Mistake #7: You’re not contracting and relaxing your muscles while rolling.
While this isn’t exactly a mistake, it is a missed opportunity for efficiency. “If you contract and relax your muscles as you are applying the pressure with the roller, you are likely to see [better] effects,” says Misjura.
“Any active treatment works better than a passive one. Your nervous system will adapt better if you are actively working by contracting and relaxing your muscles,” he explains. The more you can actively get your muscles moving from a contracted, tense state to a lengthened, relaxed one, the better. Using this technique, you’ll likely notice bigger improvements in your mobility in less time, Misjura adds.

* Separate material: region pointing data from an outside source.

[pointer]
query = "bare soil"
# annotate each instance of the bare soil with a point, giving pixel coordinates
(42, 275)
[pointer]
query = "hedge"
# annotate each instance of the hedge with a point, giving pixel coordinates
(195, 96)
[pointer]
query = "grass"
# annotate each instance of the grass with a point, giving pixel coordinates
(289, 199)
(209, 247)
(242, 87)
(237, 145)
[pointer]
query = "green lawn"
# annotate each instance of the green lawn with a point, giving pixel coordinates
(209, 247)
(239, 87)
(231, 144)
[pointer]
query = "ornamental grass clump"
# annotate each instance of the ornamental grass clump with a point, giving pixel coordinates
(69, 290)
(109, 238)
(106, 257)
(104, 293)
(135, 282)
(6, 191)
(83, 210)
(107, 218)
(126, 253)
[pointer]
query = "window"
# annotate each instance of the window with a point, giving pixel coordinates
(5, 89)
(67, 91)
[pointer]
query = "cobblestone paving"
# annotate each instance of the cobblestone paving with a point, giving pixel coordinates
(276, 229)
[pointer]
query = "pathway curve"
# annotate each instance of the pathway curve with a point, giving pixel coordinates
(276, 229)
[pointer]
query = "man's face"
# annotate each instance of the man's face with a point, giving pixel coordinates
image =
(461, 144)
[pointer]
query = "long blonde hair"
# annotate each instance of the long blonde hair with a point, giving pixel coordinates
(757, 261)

When you find an area of tightness, keep the pressure of the roller on that spot for 30 seconds, and as you do, move the connected joint slowly to contract and release the muscle. “For example, if you are rolling your calf, apply the pressure with the roller underneath your leg, keep it on the tender spot, and point and flex your foot back and forth 10 times,” Misjura says. “Another example is the quads. Find the tender spot while you are lying face down on the roller, and hold there as you bend and straighten your knee 10 times,” he says.
It’s worth a try—if you’re going to take the time to foam-roll, you might as well get as much out of it as you can.